New Delhi, Dec 2 (IANS) It costs the Unique Identification Authority of India (UIDAI) Rs.100 to generate each ‘aadhaar’ number, which will help address the challenges of inclusion, the authority’s chief Nandan Nilekani, said here Thursday.
It costs the authority Rs.50 to enrol each individual for the Unique ID (UID) and another Rs.50 on back-end costs, he said.
In his address at the annual Rajinder Mathur Memorial Lecture here, Nilekani said that the aadhaar number will help in making public expenditure more equitable and in building new services for the people.
Nilekani, who took questions after speaking of benefits of the UID, said the country needed well-defined privacy laws to prevent any malicious use of data.
Answering queries about the demand by social activists like Aruna Roy and Jean Dreze against linking the Mahatma Gandhi National Rural Employment Guarantee Scheme (MGNREGA) to the UID, he said that the number should not be used in a way that it denies benefits to anyone.
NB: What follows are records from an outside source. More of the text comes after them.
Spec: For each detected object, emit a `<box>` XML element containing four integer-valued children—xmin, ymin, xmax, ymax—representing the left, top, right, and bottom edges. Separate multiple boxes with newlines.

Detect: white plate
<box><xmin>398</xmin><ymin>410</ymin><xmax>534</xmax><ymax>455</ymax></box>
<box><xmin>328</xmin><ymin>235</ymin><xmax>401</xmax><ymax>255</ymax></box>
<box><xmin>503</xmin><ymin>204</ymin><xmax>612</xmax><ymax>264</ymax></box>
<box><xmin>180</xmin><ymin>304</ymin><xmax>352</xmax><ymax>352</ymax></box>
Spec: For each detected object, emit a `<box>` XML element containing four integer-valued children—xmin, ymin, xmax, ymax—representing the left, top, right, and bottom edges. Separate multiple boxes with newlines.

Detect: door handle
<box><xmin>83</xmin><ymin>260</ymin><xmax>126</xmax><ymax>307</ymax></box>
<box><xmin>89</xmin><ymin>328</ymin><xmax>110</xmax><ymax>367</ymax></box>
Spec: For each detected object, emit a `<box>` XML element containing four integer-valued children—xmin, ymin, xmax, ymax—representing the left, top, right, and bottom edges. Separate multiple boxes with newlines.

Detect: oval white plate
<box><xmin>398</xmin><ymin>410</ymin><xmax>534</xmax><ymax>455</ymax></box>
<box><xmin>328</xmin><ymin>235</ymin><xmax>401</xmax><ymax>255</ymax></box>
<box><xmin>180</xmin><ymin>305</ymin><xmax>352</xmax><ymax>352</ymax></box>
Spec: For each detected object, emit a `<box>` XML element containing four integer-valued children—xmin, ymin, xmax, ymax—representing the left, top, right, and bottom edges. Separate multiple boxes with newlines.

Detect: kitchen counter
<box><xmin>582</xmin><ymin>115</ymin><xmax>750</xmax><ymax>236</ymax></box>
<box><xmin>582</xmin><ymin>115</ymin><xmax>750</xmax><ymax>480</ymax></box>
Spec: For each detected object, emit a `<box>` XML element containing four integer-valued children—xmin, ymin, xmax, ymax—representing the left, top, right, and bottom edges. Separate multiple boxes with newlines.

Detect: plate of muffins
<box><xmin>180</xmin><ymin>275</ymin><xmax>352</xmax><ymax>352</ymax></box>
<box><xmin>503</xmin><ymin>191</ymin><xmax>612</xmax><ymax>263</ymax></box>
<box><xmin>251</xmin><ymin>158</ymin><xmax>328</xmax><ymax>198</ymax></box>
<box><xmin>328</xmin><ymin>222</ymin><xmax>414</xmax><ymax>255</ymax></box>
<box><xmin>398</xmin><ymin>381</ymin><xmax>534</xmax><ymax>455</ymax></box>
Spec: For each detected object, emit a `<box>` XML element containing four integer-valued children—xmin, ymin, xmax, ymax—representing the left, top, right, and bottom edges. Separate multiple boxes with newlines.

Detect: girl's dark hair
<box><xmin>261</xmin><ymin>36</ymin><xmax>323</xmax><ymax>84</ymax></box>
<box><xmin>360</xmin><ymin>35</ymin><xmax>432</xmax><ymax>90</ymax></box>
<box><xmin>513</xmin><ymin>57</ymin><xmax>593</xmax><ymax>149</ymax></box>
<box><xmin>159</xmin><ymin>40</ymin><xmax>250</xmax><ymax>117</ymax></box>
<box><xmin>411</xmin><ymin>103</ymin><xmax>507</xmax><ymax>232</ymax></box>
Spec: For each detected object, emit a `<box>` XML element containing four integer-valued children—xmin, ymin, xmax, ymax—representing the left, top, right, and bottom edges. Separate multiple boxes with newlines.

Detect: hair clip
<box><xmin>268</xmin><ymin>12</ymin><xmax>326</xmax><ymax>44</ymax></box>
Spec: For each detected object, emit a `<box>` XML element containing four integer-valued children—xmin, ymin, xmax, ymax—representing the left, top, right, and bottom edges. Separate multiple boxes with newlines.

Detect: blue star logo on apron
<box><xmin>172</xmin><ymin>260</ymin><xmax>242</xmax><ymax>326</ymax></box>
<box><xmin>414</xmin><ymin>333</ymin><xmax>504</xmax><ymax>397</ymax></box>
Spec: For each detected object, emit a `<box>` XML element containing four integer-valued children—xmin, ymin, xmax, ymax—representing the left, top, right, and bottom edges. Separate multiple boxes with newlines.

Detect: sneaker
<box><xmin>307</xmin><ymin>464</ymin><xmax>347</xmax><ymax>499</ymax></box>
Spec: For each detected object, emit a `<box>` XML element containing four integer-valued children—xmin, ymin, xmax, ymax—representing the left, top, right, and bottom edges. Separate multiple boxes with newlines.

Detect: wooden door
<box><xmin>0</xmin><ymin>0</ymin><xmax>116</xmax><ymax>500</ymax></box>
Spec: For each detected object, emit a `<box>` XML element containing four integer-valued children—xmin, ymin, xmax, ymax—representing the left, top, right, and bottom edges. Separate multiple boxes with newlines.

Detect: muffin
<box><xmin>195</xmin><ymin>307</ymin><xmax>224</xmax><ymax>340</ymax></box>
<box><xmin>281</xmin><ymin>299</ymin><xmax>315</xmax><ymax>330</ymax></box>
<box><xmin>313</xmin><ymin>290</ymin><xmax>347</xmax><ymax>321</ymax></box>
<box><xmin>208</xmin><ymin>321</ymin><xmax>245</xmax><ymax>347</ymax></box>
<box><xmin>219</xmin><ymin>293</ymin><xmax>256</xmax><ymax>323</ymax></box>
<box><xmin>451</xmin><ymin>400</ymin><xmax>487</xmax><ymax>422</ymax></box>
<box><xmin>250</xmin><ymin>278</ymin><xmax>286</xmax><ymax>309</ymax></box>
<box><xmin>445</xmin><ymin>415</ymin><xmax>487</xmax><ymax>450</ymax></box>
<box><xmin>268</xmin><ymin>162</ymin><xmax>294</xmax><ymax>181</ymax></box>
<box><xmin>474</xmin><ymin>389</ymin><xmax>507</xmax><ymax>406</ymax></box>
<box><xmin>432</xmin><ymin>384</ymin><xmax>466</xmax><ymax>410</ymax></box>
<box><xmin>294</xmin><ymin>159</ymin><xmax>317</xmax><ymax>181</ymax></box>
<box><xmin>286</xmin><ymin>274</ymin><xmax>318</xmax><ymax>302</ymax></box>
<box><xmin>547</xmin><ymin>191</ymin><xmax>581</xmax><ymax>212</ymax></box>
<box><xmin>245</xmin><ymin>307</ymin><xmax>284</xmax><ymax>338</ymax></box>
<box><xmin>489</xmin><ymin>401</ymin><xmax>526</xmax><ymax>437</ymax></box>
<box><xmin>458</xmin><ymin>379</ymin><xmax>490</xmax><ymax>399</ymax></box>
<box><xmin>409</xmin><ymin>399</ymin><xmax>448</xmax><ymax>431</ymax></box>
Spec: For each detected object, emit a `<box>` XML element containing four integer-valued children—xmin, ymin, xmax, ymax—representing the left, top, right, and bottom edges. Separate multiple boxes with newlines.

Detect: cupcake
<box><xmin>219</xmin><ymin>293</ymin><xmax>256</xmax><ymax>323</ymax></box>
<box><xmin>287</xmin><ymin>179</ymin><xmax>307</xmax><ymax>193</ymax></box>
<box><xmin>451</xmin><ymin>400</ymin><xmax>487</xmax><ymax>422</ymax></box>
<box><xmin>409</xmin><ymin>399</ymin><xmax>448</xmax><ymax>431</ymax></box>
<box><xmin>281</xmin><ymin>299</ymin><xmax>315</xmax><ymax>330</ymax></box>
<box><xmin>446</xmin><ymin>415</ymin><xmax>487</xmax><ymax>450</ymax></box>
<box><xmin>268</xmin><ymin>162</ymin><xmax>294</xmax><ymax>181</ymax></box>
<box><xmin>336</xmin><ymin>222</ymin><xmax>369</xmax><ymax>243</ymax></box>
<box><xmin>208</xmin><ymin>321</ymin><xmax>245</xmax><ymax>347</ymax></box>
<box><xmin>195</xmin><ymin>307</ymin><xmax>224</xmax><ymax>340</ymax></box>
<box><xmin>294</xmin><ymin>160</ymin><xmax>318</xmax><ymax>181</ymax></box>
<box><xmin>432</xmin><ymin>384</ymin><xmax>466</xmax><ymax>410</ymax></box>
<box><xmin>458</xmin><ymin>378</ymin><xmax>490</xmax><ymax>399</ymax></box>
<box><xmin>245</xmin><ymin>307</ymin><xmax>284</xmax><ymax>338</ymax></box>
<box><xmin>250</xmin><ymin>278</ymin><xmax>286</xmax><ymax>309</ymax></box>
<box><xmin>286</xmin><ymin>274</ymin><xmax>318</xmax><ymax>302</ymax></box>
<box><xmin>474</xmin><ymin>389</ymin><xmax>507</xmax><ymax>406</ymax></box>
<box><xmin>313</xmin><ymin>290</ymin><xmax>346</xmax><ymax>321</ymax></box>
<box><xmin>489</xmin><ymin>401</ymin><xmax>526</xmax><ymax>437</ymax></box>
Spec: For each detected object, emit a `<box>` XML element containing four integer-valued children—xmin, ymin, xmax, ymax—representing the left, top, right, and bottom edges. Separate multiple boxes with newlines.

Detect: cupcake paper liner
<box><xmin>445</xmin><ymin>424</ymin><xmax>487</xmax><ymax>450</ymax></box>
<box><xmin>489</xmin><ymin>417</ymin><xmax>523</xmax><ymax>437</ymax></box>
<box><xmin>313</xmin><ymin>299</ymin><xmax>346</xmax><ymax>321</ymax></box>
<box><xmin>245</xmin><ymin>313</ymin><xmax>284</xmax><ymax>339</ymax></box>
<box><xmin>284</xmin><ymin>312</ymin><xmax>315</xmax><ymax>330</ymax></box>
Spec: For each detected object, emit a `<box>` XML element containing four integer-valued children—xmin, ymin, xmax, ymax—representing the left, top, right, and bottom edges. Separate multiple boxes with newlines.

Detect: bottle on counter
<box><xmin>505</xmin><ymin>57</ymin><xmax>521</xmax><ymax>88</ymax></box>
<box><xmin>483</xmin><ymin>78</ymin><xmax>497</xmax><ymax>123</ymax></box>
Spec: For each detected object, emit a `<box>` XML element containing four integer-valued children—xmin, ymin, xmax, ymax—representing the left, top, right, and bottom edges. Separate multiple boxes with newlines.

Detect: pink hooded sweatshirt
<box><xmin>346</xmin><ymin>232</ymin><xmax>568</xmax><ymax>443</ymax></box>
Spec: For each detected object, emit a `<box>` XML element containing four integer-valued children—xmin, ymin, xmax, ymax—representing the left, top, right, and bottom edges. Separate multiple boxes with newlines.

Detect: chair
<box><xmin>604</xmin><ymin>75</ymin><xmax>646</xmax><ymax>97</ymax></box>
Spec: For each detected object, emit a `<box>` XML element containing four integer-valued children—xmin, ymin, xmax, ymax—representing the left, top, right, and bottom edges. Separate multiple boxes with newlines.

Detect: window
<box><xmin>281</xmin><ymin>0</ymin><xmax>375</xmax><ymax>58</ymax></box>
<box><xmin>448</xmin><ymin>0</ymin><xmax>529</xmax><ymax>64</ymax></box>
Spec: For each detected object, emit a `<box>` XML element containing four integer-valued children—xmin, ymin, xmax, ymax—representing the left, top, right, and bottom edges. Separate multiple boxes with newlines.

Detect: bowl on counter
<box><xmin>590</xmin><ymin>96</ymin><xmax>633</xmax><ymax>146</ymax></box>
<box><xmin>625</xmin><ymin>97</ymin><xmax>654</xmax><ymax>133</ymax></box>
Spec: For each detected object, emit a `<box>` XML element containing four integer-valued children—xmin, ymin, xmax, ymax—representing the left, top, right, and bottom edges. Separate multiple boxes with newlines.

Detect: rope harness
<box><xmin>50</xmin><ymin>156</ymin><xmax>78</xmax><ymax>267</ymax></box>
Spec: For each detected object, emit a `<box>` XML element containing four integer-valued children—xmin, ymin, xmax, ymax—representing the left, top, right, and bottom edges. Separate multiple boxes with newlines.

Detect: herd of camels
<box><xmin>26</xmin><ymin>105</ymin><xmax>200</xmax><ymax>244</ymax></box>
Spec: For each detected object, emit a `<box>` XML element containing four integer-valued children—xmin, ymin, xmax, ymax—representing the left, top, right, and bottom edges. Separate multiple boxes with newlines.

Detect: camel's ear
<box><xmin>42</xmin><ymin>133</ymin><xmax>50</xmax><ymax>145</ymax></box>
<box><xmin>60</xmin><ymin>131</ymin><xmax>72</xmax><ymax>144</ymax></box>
‘Aadhar should not be a basis of discrimination,’ he said.
The social activists had, in a statement, said plans to link MGNREGA to Aadhaar should be revoked as it ‘threatens to cause havoc’ in the fragile structure of the scheme that provides for 100 days of jobs a year to rural households.
Nilekani said the UID can be sufficient identity to open a bank account or get a mobile phone SIM card. Pointing out that penetration of banks was quite low in rural areas, he said the UID can facilitate extending banking to every village.
The UID number will also be beneficial for people who migrate from one part of the country to the other, he added.
Answering queries about possibility of data being misused, he said that the only service provided by the UIDAI was authentication.
‘UID is one part of privacy issue. We need a larger privacy and data protection law,’ he said.
Nilekani said he wrote to Prime Minister Manmohan Singh on the issue in May and the government has come out with an approach paper to elicit the people’s viewse.
He said the authority’s target was to provide the UID to 600 million Indian residents in the next four years.
The lecture was organized by the Editors Guild of India.